С двумя большими ведрами, прикрытыми сверху старым тряпьем, вернулась из столовой мама. Прошла быстро на кухню, промыла принесенные очистки, кожуру, остатки поставила варить — обычно я помогала ей делать эту каждодневную работу. Но сегодня душа моя не лежала ни к этой работе, ни к дому, ни к хозяйству. И когда по комнате, проникая из кухни, распространился резкий кислый запах, настроение у меня было испорчено начисто.
Пришел отец, скинув грязную рабочую одежду в дровяном сарае (спецовка его противно пахла, мехкомбинат — не парфюмерная фабрика), долго и старательно умывался за беленой печью. На дворе стемнело, пал поздний вечер, но отец отчего-то затеял побриться, щелкая языком, с хрустом скоблил щеки и под носом, оставляя ниточку жестких усов. Когда же он полез в сундук и вынул бархатную с золотом тюбетейку, я забилась в самый темный угол, сидела молча, с одной удручающей мыслью: «Ужель опять этот Гапсамат притащится?» Нет, к счастью, Гапсамат в тот день так и не появился.
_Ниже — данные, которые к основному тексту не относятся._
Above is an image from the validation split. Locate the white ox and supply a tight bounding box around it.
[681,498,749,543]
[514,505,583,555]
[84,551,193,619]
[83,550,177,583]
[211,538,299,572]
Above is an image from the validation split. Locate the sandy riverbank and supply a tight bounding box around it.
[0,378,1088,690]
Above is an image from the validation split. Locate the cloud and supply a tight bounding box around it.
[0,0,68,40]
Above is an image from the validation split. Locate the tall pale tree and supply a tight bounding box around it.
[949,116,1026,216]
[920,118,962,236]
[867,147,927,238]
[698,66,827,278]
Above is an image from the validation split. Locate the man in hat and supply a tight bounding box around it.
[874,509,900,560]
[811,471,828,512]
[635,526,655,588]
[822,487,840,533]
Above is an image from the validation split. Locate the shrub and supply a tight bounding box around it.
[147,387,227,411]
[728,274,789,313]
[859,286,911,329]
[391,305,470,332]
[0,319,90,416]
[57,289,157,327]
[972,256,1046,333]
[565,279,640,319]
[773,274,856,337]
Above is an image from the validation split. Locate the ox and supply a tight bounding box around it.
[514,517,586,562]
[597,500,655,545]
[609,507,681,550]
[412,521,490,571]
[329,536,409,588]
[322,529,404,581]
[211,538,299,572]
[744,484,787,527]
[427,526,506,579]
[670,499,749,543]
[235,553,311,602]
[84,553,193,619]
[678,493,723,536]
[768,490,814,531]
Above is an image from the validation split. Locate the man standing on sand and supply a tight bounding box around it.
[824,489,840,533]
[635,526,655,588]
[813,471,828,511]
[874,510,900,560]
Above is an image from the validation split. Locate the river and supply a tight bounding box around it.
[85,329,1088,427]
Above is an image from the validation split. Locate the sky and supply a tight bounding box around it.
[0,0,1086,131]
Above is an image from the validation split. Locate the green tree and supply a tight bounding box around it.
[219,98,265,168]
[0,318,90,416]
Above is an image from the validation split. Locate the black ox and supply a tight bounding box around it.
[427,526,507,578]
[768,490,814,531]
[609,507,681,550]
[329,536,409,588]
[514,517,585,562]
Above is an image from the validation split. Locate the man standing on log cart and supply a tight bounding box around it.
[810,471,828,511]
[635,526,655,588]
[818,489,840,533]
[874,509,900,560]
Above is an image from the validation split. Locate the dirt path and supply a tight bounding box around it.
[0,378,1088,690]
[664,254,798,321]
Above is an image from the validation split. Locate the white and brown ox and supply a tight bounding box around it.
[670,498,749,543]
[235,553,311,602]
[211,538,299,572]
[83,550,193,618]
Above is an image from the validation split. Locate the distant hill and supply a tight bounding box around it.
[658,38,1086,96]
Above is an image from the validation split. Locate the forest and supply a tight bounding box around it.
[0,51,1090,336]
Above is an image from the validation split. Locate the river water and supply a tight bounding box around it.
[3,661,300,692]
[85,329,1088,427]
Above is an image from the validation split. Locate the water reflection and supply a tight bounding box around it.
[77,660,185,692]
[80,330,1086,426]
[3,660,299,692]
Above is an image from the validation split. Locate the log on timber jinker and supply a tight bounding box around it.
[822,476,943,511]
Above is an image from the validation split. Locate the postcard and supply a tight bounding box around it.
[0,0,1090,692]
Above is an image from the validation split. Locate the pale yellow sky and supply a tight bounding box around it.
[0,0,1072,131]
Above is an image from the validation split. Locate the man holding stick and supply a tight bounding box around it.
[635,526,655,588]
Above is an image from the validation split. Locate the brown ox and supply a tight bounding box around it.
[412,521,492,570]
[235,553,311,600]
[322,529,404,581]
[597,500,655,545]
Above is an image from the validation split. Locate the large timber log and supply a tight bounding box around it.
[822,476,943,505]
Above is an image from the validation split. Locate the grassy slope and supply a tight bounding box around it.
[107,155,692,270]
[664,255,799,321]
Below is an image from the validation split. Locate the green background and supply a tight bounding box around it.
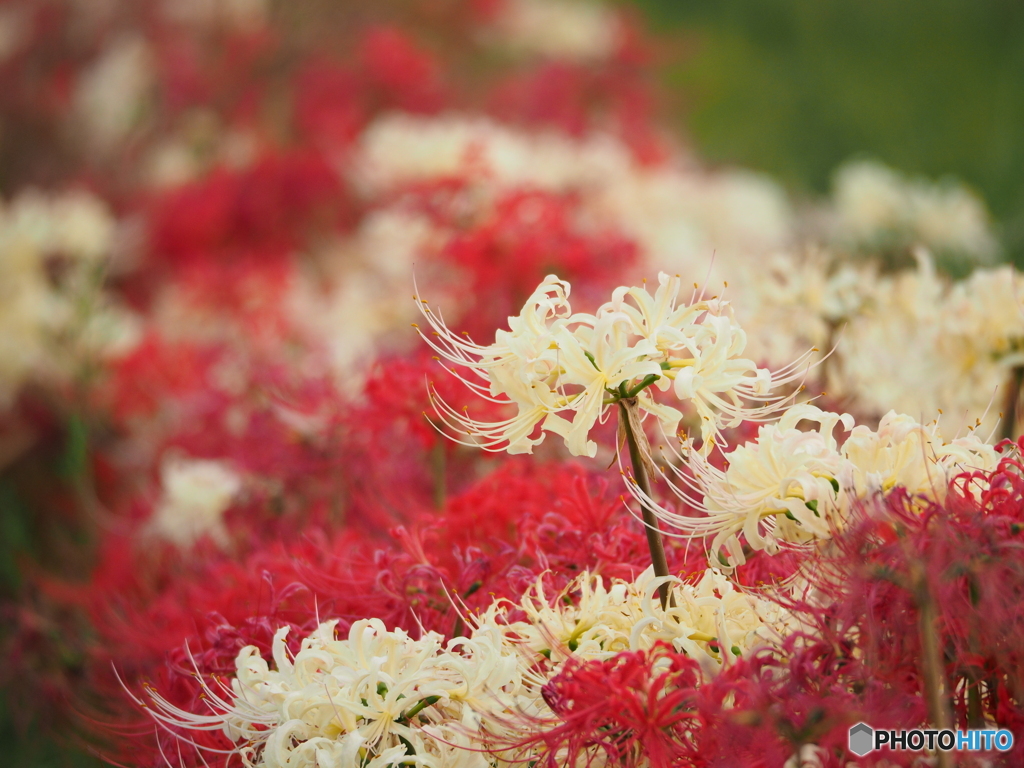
[633,0,1024,263]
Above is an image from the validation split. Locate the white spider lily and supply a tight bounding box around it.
[630,403,999,567]
[417,273,802,457]
[136,618,522,768]
[633,404,853,566]
[475,568,791,677]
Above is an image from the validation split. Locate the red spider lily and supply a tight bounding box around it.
[441,190,637,338]
[503,644,700,768]
[151,152,344,267]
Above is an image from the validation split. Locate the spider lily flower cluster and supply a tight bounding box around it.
[139,569,788,768]
[416,272,805,457]
[631,403,1000,567]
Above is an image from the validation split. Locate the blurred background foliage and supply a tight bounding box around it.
[632,0,1024,265]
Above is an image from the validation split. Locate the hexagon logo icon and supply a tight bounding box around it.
[850,723,874,758]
Но мама приготовила стол будто для гостей, словно бы к празднику: Свежее масло, бавырсак, чак-чак[36], янтарный сотовый мед.
Меня очень мягко, но настойчиво позвали к столу.
Я вышла.
Чай пили молча. Отец щипал бородку, кряхтел, покашливал — я догадывалась, что ему хочется сказать мне что-то важное, догадывалась, конечно, и что именно. Через некоторое время он вышел в сени и возвратился с небольшим свертком в руках. Развязывал его медленно, мне показалось даже, что он сильно взволнован. Затем, чуть отступив, отец расплеснул по высоко и пышно убранной кровати — это была моя постель — волну переливчатого, ослепительно белого атласа.
— Рокия, дочка, подойди поближе, взгляни-ка, нравится тебе? — спросил он с широкой улыбкой.
— Нравится, — ответила я, единственно не желая огорчать его. До атласа этого мне не было никакого дела.
— Ай, красота-то какая! И откуда только ты достал такую хорошую вещь? — сказала и мама, подыгрывая отцу.
— А Гапсамат принес. Вдвое, говорит, заплатил, ну и бес с ним, зато вот какое добро отхватил. Ловкий парень!
Он, собрав блистающую волну с кровати, шагнул ко мне, приложил, откинув голову, оглядел струящуюся полосу и меня за нею, пощелкал языком: «Ну и ну!» Только вдруг увидев мое сумрачное и темнеющее лицо, свернул материю и бросил ее обратно на кружевное покрывало.
В это мгновение твердо постучали в дверь, и, пока родители собирались с мыслями, в комнату вошел Халик. Он был в милицейской форме! Мама побелела как мел и упала на стул; отец трясущимися руками пытался запихнуть атлас под подушку.